Pensacola News Journal
June 17, 2017
$18.2 billion. This number represents the CDC’s estimated annual cost of youth homicides and physical assaults in this country today. To put that number in perspective, it’s 9 times more than the annual budget for the entire Florida department of corrections.
It’s no classified secret that violence, both directly and indirectly, has a detrimental effect on everyone. It cultivates fear in the community, while suffocating educational, judicial, and medical systems. It undeniably stunts the growth of local business, and slips a financial chokehold on the resources necessary to achieve community goals.
The findings from the latest CDC report have no doubt illuminated the grim reality of how violence has culturally infected the youth of this generation. Although solutions have been identified, it certainly won’t be an easy fix with respect to reversing a critical trend of this magnitude, but the stakes are way too high to not fight this thing head on.
From a fundamental standpoint, preventing youth violence is actually more simplistic than it is complicated. They cite that both community and family engagement are two crucial components of the strategy.
We know that kids crave acceptance on virtually any level they can realize it. But when they’re home is an unhealthy environment, and there is no access to additional educational opportunities, after-school programs, and positive mentors, this acceptance they seek could come in the form of drugs, gangs, and of course, violence.
Fortunately, the CDC has identified 6 strategies for preventing youth violence, that range from promoting healthy family environments to intervening to lessen harms and prevent future risks. A new study now indicates that every $1 invested in youth programs can return as much as $64 in benefits from future labor earnings, and a reduction in criminal justice, education, and healthcare expenses.

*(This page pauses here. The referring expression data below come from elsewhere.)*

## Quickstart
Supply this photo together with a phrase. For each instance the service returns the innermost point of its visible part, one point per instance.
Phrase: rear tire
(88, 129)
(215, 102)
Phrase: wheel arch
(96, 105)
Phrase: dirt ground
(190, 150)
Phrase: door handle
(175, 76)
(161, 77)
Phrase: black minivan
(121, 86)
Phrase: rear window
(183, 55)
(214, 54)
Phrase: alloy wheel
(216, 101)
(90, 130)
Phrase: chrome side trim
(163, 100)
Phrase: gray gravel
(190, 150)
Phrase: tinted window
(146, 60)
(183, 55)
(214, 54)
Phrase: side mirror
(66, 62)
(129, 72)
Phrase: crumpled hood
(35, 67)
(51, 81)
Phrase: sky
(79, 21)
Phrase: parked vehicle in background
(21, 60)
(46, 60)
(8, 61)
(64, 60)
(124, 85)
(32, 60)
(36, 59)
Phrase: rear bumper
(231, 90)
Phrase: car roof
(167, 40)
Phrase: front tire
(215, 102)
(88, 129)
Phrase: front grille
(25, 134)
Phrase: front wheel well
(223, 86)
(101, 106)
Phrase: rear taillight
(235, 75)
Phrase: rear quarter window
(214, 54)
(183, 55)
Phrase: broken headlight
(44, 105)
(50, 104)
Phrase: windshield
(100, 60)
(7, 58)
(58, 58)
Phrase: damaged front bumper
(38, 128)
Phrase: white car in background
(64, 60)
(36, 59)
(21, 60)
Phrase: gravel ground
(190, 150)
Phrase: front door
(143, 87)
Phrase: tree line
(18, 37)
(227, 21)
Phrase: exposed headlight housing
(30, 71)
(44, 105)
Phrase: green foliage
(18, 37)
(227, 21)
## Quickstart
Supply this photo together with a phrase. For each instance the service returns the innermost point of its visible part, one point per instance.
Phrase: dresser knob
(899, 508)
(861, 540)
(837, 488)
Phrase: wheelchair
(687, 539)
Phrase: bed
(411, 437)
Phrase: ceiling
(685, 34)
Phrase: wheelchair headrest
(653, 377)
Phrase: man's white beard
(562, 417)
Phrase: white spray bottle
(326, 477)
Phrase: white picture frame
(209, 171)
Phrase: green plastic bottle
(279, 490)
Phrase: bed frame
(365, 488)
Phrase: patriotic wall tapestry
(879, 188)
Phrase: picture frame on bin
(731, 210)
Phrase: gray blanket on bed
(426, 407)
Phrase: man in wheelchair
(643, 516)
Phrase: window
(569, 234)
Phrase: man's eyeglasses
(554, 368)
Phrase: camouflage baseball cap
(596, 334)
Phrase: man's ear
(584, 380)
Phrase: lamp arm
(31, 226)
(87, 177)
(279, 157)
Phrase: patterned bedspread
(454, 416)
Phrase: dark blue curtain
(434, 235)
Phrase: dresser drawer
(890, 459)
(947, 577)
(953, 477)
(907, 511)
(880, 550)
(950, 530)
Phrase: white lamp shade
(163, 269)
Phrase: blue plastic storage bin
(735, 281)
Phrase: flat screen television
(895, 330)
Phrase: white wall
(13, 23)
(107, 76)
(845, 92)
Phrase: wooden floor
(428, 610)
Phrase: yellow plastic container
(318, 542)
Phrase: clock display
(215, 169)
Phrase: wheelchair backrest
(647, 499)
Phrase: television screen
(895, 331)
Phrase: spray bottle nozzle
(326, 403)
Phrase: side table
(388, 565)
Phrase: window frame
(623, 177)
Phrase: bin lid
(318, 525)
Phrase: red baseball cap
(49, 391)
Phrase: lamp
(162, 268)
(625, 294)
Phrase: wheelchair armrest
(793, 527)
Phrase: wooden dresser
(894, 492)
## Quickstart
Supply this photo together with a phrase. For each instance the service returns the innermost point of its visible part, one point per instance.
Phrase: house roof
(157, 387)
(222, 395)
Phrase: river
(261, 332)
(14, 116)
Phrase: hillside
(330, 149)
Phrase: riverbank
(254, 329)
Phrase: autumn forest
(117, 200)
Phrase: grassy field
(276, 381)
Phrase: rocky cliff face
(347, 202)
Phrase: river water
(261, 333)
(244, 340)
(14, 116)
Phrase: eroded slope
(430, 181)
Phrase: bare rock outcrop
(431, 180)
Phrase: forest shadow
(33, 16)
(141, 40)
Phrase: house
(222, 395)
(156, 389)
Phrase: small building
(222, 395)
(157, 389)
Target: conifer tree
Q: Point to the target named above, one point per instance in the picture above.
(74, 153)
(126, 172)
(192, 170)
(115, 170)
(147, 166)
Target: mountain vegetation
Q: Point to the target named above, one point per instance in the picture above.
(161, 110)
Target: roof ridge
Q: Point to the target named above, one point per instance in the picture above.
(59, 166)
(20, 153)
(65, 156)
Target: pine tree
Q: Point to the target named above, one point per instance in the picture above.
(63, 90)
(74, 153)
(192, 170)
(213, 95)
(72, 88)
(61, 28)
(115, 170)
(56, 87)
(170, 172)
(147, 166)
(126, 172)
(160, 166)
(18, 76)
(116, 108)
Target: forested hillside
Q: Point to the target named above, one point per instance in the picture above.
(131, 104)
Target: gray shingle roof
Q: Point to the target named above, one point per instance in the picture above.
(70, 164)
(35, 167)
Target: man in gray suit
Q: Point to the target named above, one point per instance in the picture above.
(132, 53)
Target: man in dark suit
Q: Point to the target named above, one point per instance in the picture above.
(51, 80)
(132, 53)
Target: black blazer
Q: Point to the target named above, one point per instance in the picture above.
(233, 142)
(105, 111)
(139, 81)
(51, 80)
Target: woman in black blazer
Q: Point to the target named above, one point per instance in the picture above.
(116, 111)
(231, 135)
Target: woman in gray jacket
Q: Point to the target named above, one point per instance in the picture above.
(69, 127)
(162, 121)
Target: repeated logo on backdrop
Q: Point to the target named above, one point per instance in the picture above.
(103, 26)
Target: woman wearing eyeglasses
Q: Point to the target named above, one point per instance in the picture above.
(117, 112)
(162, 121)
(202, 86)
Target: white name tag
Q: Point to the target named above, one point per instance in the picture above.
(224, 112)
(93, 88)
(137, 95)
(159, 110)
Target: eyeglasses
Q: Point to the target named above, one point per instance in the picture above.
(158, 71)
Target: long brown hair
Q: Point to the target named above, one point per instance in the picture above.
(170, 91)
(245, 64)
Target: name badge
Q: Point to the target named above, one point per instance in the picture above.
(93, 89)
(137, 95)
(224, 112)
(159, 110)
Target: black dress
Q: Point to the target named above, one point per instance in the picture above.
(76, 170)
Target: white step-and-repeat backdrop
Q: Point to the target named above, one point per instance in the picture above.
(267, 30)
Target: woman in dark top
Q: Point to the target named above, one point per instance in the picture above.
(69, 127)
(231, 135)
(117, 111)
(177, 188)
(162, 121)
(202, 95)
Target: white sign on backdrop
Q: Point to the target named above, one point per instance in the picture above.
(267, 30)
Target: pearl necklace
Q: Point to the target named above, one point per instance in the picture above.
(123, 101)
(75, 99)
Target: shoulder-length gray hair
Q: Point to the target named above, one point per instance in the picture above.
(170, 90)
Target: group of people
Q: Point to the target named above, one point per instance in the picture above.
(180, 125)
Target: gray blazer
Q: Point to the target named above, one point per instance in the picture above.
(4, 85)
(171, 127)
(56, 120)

A return-on-investment so glaring, that you don’t have to be Warren Buffet to recognize that kind of value.
It’s often said that it’s our youth of today that will be our future leaders of tomorrow. But if we are continually losing these potential leaders to graveyards and penitentiaries, then what will “tomorrow’s America” really look like?
Take it from me, I’ve spent the last 7 years of my life behind the razor-wired fences of state prison, and during my incarceration, I’ve seen countless dorms flooded with young men serving decades for committing violent crimes. But here’s what is so frightening. So many of their stories are eerily similar, in that a life of crime and violence started when they were “kids”.
I think it’s safe to say that if we don’t commit to doing whatever it takes to break this vicious cycle, then “tomorrow’s America” will enter the unfortunate business of closing schools and converting them into prisons.